The acute need for stronger and fire-resistant utility poles is now being met by fiber-reinforced polymer (FRP) composite poles. FRP tall poles (100 ft or more) have received attention from utility companies due to their lower cost and superior fire resistance than steel, timber, and concrete. On a high-volume basis, a 16-in.-dia., 100-ft FRP pole costs a third to half the installed cost of a typical 15-ton steel lattice (flat) structure. FRPs are made of two or more constituents, such as glass fibers bonded with polymers, resulting in better thermomechanical responses than glass and polymer alone.


Wildfires can compromise traditional steel and timber utility poles. Researchers are developing fiber-reinforced polymer (FRP) composite poles that are more resistant to wildfires.

A wildfire involves a dynamic sequence of events involving a range of elevated temperatures (up to 400°C and even 800°C for very short durations), high heat fluxes (up to 100 kW/m2), and exposure times (up to 2 min). These factors combine to impact the mechanical and durability properties of FRP utility poles. But systematic testing and evaluation of these properties is challenging, and no such study existed on FRP composite utility pole response to wildfires.

The Center for Integration of Composites into Infrastructure (CICI), an Industry-University Cooperative Research Center funded by the National Science Foundation (NSF), is studying FRP pole performance and improving pole designs to enhance the fire resilience of the electric grid.

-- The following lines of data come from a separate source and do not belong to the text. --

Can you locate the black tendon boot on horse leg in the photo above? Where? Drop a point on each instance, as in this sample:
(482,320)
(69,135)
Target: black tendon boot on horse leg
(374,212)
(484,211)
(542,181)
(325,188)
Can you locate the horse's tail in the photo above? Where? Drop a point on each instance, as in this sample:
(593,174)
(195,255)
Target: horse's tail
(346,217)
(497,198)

The CICI site at West Virginia Univ. has developed accelerated testing methodologies and evaluation metrics to assess FRP utility pole performance characteristics, including strength and stiffness, ductility and durability, wind-driven bending fatigue, and cost. Researchers led by Professor Hota GangaRao have developed better design and manufacturing strategies (e.g., curing, fiber layout and wet out, low void content, and intumescent coatings and shields) that enhance the fire performance of FRP poles to provide at least 60–70 years of service without any maintenance. The knowledge gained has catalyzed research to develop even higher performance FRP utility poles.

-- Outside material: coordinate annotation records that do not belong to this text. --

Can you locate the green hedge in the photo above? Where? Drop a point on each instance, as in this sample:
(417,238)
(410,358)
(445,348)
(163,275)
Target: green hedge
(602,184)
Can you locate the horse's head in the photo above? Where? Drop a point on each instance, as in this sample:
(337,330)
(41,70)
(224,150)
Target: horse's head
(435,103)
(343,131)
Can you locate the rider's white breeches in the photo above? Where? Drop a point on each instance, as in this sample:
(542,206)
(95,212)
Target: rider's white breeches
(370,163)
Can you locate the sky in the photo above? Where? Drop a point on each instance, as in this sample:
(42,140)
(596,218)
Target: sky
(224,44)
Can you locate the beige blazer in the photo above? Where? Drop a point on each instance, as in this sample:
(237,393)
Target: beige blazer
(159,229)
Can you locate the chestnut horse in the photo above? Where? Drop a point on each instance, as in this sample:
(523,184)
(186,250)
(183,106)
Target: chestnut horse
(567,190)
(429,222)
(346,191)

FRP utility poles are designed with glass-fabric layers — e.g., approximately 40 layers of fabric per 0.5-in. wall thickness — that form a protective barrier around the inner resin and fire-retardant matrix. This design slows the fire-front progression and delays ignition enough to prevent poles from failing in wildfires of short durations.

CICI researchers found that FRP poles experience approximately 25% loss of strength at high temperatures due to short durations (<30 sec) of moderate fire exposure (peak temperatures of around 400°C), during which one outer glass fabric layer burns off. Under severe fire conditions (exposures around 2 min, peak temperatures of 800°C), FRP poles burn off one layer of glass fabric per minute. After several more minutes of severe fire exposure, the FRP poles fail. The team has identified ways to enhance fire performance under severe fires with better resin formulations, innovative fiber usage, and fire-retardant cores, shields, and coatings.

Further research has shown that the FRP pole retains up to 75% of its thermomechanical performance after moderate fire exposure (exposures of around 30 sec, peak temperatures of around 400°C), withstands twice as high the failure stress of steel, and can be repaired and restored to regain their strength and structural integrity using composite wraps.

“The work done at CICI has been critical in studying and quantifying the superiority of fiber-reinforced composite poles over traditional materials such as wood, steel, and concrete,” said Shane Weyant, CEO of Creative Composites Group, a member of CICI. He adds, “It is easy to see why composite poles are gaining significant market share in infrastructure and corrosion-related markets as the material of choice.”

This technology was funded through the NSF Industry-University Cooperative Research Centers (IUCRC) Program.

This article was prepared by the National Science Foundation in partnership with CEP.